Christi Joza Orisha est une révélation : faisant jeu égal en toute décontraction avec ses glorieux aînés, il se signale par un jeu atypique, mêlant percussions et éléments de batterie sans les hiérarchiser (on est davantage dans les esthétiques africaines que dans le jazz, mais Michel Portal lui-même semble concevoir le jazz comme une grande maison accueillant toutes les forces créatives désireuses de venir l’habiter), n’abusant ni du volume sonore ni des nombreux éléments à sa disposition. Pas le genre de batteur à s’endormir sur une formule, il propose un discours rebondissant sans cesse, la répétition ne faisant pas partie de son vocabulaire. Loueke semble ravi de ne pas avoir à forcer sur l’ampli, caressant tranquillement ses cordes, à mille encablures du surprenant chorus hard-rock qu’il donna à la fin du set d’Hancock. Portal se hasarde à son tour à quelques interjections vocales, plus rudimentaires que celles de son confrère, et Loueke entonne un chant de quatre syllabes en boucle, qu’il enjoint l’assistance de reprendre, avant de révéler, dans un éclat de rire contagieux, que ces phonèmes imaginés dans l’instant ne veulent strictement rien dire. Quand Portal parle de son goût immodéré pour l’improvisation, il ne faut pas entendre cela au sens d’impro radicale. Car même lorsque les musiciens partent du silence pour émettre des sons, des grooves d’une nature ou d’une autre se structurent rapidement sous leurs doigts, et chacun d’apporter sa pierre à l’édifice. Simplicité et émotion : la soirée en résumé. Cerise sur le gâteau, les musiciens ont si bien tenu la salle en haleine qu’aucun appareil photo ou écran de téléphone ne s’est interposé entre les oreilles, les yeux du public et la musique, permettant à la communion, qui est bien ce que l’on recherche lorsque l’on va au concert, d’advenir.
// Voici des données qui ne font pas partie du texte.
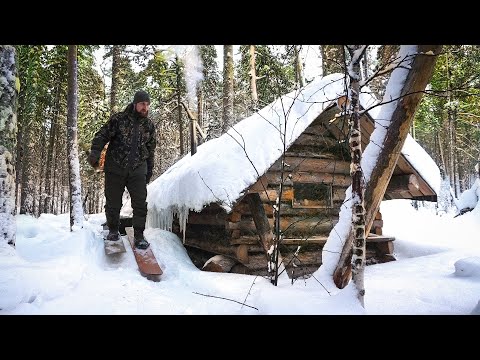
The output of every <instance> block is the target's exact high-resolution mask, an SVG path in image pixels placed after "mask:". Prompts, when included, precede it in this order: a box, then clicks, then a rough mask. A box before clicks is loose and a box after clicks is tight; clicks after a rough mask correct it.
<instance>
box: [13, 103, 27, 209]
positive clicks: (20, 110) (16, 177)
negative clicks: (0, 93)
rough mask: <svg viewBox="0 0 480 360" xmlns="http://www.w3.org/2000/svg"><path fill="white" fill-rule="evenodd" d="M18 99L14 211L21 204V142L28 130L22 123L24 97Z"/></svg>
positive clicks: (21, 173)
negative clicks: (26, 130) (25, 132)
mask: <svg viewBox="0 0 480 360" xmlns="http://www.w3.org/2000/svg"><path fill="white" fill-rule="evenodd" d="M22 95H23V96H22ZM18 97H19V99H18V113H17V115H18V116H17V149H16V152H17V154H16V157H15V158H16V159H17V161H16V164H15V173H16V175H15V209H17V208H18V207H19V205H20V202H21V199H22V197H21V190H22V189H23V186H22V175H23V164H24V159H23V154H24V151H23V149H24V146H25V143H24V141H23V138H24V136H23V132H24V130H28V129H27V127H26V126H25V127H24V126H23V123H24V121H25V120H24V116H23V114H24V111H23V110H22V109H24V108H25V95H24V94H19V96H18ZM20 213H21V212H20Z"/></svg>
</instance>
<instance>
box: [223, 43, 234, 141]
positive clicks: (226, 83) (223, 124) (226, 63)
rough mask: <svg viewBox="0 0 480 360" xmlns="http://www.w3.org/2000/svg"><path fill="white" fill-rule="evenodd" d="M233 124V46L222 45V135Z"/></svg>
mask: <svg viewBox="0 0 480 360" xmlns="http://www.w3.org/2000/svg"><path fill="white" fill-rule="evenodd" d="M233 123H234V119H233V45H223V124H222V133H226V132H227V131H228V129H230V127H231V126H232V125H233Z"/></svg>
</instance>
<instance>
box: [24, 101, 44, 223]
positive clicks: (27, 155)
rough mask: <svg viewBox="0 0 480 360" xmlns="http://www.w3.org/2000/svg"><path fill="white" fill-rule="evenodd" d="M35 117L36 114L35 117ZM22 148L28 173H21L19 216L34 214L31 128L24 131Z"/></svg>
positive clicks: (34, 187)
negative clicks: (23, 142)
mask: <svg viewBox="0 0 480 360" xmlns="http://www.w3.org/2000/svg"><path fill="white" fill-rule="evenodd" d="M38 112H40V108H38V109H37V110H36V113H38ZM35 117H37V114H36V115H35ZM23 132H24V135H23V139H24V146H23V156H22V157H23V160H22V163H23V166H24V168H25V169H28V170H29V171H22V187H21V194H20V214H32V215H33V214H34V213H35V212H34V211H35V209H34V207H35V206H34V205H35V196H34V193H35V186H34V184H33V179H32V176H31V175H32V172H33V164H32V161H31V159H32V152H33V150H34V144H33V143H31V141H30V139H31V133H32V129H31V126H27V127H26V128H25V129H24V131H23Z"/></svg>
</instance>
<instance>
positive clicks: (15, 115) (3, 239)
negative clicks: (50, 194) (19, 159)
mask: <svg viewBox="0 0 480 360" xmlns="http://www.w3.org/2000/svg"><path fill="white" fill-rule="evenodd" d="M19 91H20V82H19V80H18V77H17V66H16V61H15V48H14V47H13V46H11V45H0V241H2V243H3V242H7V243H8V244H11V245H13V246H15V233H16V226H15V156H14V154H15V146H16V140H17V96H18V93H19Z"/></svg>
David Cristol

Photos : Laurent Avizou

P.S. On retrouve Michel Portal intervenant, aux côtés du scénariste Jean-Claude-Carrière et du critique de cinéma Charles Tesson, en bonus du film « Max mon amour » de Nagisha Oshima, sorti en DVD/Blu-Ray chez Studiocanal dans la collection « Make my day » dirigée par Jean-Baptiste Thoret. Michel Portal avait composé la bande originale de ce long-métrage en 1985, et se remémore l’étroite collaboration avec le cinéaste japonais, dont les idées de mise en scène ont influencé l’écriture de la partition. « Il s’agit d’une musique presque minimaliste, sur deux accords, la bémol et do mineur, sur lesquels j’ai improvisé, comme dans le jazz ». Il rejoue – en 2018 – le thème du film à la clarinette basse « employée pour ce son fluide et mystérieux avec lequel je pouvais évoquer à la fois le danger et la douceur ».